I obviously have a bug of some sort, can anyone help me to remove it please?

Kind regards,

Alan
 
V

Vanguard

Alan said:
I have started to receive 'undelivered mail', 'mail not delivered' type
emails by the dozen daily!

I obviously have a bug of some sort, can anyone help me to remove it
please?

Kind regards,

Alan


You can't do anything about it. Some spammer is sending e-mails using
your e-mail address in the From header. The other problem is the stupid
admins that reject undeliverable e-mails by sending a NEW e-mail *after*
the mail session is over. They should be rejecting the undeliverable
message DURING the mail session so it the status goes to whatever
sending mail server is connecting to the receiving mail server rather
than blindly accept the message and then find out it is non-deliverable
and then stupidly assume the return-path specified by the spammer is
valid.

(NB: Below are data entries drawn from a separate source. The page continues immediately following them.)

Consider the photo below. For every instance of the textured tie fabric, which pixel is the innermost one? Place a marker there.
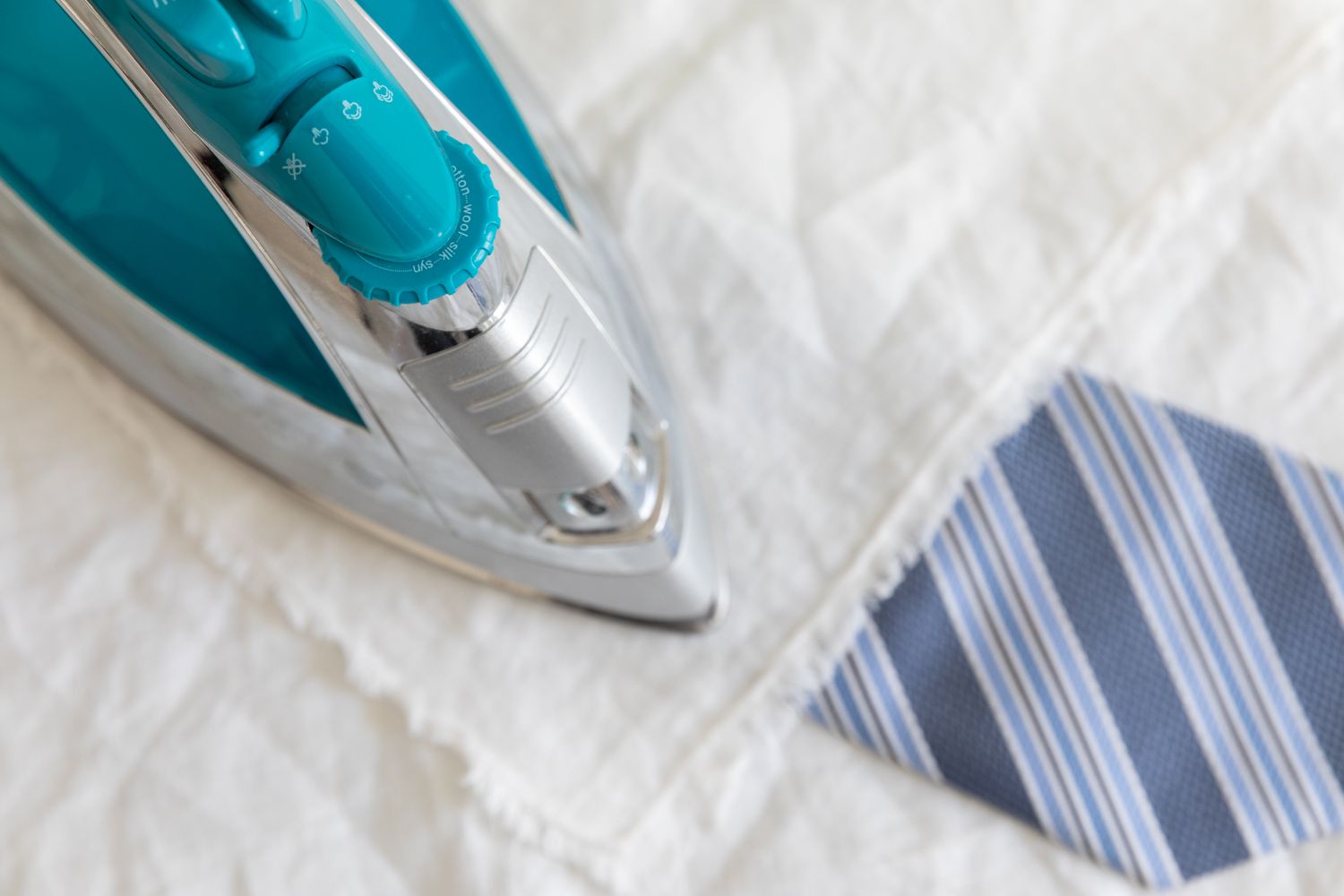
(1128, 634)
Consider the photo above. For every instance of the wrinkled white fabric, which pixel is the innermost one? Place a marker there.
(868, 231)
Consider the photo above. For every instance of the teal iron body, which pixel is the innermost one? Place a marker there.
(328, 237)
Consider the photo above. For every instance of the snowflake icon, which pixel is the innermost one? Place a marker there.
(295, 166)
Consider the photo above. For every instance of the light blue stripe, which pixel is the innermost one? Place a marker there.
(913, 755)
(1234, 595)
(1038, 683)
(1163, 613)
(1201, 607)
(1002, 692)
(1300, 489)
(1064, 651)
(851, 708)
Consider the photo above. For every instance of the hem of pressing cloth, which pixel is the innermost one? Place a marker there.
(703, 794)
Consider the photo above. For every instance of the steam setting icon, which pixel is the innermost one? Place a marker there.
(295, 166)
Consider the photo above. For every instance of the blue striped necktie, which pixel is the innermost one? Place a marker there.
(1128, 634)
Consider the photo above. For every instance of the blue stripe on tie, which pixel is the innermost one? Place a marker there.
(1279, 571)
(1218, 648)
(909, 747)
(1234, 595)
(1202, 702)
(1037, 680)
(1128, 665)
(1002, 694)
(952, 710)
(851, 710)
(1096, 718)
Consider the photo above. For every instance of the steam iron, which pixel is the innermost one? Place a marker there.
(322, 233)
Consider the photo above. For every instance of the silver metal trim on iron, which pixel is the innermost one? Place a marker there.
(538, 446)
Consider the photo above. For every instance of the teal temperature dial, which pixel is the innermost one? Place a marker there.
(288, 90)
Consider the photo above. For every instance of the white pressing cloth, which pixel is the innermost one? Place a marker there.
(868, 231)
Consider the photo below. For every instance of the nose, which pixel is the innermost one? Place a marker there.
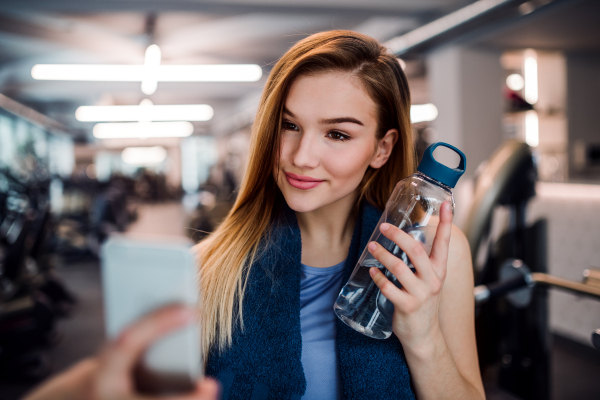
(305, 153)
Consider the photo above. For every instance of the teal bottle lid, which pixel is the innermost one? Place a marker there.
(438, 171)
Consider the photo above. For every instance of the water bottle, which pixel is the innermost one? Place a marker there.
(413, 207)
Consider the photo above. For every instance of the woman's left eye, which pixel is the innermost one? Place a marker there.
(339, 136)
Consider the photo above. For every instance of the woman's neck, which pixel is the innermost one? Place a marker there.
(327, 232)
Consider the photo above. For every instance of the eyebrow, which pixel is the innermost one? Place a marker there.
(329, 121)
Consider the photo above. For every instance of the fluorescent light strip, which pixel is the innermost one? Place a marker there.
(423, 113)
(142, 130)
(184, 112)
(530, 76)
(136, 73)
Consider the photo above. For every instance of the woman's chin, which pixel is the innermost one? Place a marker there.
(302, 205)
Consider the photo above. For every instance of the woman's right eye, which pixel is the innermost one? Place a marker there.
(288, 126)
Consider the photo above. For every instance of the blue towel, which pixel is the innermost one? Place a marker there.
(264, 361)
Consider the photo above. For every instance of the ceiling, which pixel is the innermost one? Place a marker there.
(568, 26)
(231, 31)
(188, 32)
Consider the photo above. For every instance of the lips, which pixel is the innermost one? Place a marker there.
(302, 182)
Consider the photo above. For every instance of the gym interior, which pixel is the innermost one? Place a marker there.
(98, 138)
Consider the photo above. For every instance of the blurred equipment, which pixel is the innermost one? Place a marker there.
(31, 295)
(510, 274)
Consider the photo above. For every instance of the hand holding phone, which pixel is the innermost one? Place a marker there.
(140, 275)
(110, 375)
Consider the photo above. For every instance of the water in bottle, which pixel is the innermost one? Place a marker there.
(414, 207)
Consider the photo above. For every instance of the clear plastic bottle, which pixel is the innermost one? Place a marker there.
(414, 207)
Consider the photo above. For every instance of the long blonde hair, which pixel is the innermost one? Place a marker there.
(228, 253)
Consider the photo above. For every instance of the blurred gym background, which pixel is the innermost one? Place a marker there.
(134, 116)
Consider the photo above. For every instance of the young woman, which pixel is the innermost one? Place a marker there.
(331, 139)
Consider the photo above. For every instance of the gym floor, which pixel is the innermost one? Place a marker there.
(575, 366)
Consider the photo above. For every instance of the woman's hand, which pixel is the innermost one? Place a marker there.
(110, 375)
(416, 305)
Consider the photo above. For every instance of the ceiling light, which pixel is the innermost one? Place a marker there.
(144, 155)
(136, 73)
(530, 75)
(515, 82)
(145, 112)
(151, 64)
(423, 113)
(142, 130)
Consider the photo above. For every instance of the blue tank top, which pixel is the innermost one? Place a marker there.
(319, 288)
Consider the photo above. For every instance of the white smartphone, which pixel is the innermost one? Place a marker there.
(139, 275)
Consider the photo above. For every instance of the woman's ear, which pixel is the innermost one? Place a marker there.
(384, 148)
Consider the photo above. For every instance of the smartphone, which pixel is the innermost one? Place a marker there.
(139, 275)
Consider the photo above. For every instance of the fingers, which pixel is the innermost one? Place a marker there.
(121, 356)
(413, 249)
(405, 276)
(441, 243)
(387, 288)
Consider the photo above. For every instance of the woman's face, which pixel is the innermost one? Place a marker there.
(328, 140)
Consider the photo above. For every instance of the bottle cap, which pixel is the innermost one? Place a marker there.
(438, 171)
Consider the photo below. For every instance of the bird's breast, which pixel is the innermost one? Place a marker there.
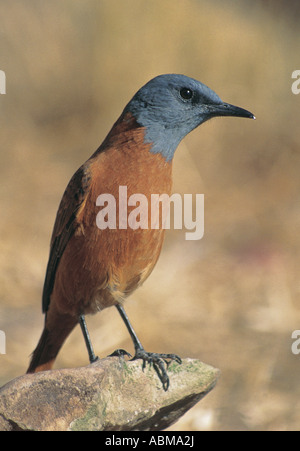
(119, 236)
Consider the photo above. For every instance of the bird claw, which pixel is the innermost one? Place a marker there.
(160, 363)
(120, 353)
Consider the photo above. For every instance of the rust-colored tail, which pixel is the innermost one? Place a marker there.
(51, 341)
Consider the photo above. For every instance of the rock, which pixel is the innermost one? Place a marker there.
(110, 395)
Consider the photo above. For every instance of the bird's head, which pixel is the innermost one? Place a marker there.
(171, 106)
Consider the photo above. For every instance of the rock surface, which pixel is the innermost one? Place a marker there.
(110, 395)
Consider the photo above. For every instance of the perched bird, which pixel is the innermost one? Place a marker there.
(90, 269)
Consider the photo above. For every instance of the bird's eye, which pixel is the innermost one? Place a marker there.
(186, 93)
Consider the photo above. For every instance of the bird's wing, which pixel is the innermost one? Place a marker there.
(65, 225)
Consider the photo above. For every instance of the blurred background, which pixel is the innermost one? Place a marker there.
(230, 299)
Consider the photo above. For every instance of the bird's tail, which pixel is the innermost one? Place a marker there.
(52, 339)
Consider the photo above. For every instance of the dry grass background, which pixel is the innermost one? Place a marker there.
(231, 299)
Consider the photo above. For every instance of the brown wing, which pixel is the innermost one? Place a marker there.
(65, 225)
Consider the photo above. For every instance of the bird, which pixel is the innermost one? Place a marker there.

Stupid spammers. Stupid mail hosts.
 
C

Chris Mahoney

In many cases it's the end-user's email client, rather than the server,
that sends the rejection messages. For example, the client I use can
send a rejection message if you flag the incoming message as spam.
 
B

Brian Tillman

Chris Mahoney said:
In many cases it's the end-user's email client, rather than the
server, that sends the rejection messages.

Then stupid mail client. A message generated by a client is not a true
rejection.
 
B

Brian Tillman

Chris Mahoney said:
Out of interest, how "should" a mail client issue a rejection?

Rejections should be performed by the server hosting the mailbox during the
SMTP handshake at the HELO or EHLO command or, possibly, the MAIL TO
command. If the host named in those commands does not pass the accepting
server's tests, a rejection error (550 is the number, I believe) is issued
to the connecting router.

If a client were to issue a rejection, it would do so in a similar manner,
but the problem is that the rejection would then be to the client's mailbox
server. What good would that do? In fact, I don't see how it could ever
happen, since it's the client that initiates the connection, not the mail
server, and it's using POP, not SMTP protocols.
 
V

Vanguard

Chris Mahoney said:
In many cases it's the end-user's email client, rather than the
server,
that sends the rejection messages. For example, the client I use can
send a rejection message if you flag the incoming message as spam.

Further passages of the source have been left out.